The starting point for this contribution to the research is the Landscapes of Pressure project (Golda-Pongratz, Kathrin, 2014) which is based on the conviction that territorial structuring policies respond mainly to the logic of the global economy and consequently turn any metropolitan territory into an object of speculation. Imposing certain projects on the urban discourse and on the imagination of politicians and citizens (in the form of a promise for some and a threat for others), and putting them on the map subject these peripheral, peri-urban or even free spaces to pressure and have definitively changed their meaning. This part of the “Barcelona Ciutat Fràgil” project magnifies some of these fragile territories in the face of the different pressures that have actually increased during the pandemic, despite the fact that there is also a growing awareness of the importance of open and common spaces.

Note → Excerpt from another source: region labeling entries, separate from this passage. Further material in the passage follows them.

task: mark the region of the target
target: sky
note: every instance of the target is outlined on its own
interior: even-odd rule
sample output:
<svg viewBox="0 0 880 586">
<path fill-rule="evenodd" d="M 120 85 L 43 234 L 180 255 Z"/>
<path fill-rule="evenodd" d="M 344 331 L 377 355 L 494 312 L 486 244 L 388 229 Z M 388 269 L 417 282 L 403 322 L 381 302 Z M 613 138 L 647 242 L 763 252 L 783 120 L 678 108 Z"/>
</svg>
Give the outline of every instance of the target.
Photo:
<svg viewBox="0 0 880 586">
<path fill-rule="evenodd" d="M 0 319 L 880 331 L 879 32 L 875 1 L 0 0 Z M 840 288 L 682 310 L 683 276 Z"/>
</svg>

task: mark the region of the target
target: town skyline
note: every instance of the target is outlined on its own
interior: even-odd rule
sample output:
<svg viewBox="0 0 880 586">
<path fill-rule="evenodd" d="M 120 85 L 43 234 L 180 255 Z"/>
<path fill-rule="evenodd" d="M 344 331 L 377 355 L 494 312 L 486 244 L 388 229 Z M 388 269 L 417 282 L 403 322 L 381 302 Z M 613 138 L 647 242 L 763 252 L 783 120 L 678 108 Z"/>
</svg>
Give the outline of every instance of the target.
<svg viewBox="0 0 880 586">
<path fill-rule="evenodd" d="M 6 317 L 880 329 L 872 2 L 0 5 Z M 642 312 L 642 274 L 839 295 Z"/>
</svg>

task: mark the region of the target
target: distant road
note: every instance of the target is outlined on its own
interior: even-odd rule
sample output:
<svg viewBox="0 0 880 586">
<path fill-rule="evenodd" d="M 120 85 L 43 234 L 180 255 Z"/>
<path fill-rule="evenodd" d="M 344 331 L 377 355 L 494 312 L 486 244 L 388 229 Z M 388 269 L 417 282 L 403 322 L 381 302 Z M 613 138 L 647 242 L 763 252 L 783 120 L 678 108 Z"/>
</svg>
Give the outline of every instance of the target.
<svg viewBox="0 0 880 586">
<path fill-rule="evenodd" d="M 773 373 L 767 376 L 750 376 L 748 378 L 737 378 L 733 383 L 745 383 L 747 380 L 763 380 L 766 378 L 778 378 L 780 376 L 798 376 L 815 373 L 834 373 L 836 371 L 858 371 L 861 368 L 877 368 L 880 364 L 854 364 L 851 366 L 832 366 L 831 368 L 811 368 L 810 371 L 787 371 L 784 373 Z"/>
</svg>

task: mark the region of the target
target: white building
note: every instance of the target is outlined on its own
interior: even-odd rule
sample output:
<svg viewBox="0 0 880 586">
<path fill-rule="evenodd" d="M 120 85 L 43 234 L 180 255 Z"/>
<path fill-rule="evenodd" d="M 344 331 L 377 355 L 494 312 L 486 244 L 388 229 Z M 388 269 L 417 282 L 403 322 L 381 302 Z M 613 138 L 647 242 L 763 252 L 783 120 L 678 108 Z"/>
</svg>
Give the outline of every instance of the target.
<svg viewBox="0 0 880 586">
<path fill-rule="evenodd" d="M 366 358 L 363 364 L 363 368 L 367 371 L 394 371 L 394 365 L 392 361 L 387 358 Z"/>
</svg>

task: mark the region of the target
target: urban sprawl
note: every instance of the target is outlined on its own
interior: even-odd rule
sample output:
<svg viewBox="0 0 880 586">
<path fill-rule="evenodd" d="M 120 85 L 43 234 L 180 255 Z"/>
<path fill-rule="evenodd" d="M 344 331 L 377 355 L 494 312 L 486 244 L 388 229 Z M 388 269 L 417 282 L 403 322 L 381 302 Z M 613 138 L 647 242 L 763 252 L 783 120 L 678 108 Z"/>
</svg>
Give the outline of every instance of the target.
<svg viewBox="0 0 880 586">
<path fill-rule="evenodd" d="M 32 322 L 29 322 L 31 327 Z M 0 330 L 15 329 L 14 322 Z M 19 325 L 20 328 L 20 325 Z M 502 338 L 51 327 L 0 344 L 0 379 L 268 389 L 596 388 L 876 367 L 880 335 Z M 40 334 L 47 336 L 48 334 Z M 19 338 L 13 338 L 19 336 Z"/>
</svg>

Antoni Ramon, Iván Alcázar i Ricard Gratacós

A meeting of bodies that are present, that is the performing arts. During the first lockdown, the world of the stage went into crisis. In the city, streets and squares emptied, and balconies and rooftops become scenic spaces. Theatres sought new ways to project their theatrical works to the public. Homes turned into stages. The main aim of our research is exploring space and time, looking at the forms and rituals of the performing arts during lockdown and considering the repercussions of the successive measures taken by venues to get through the pandemic.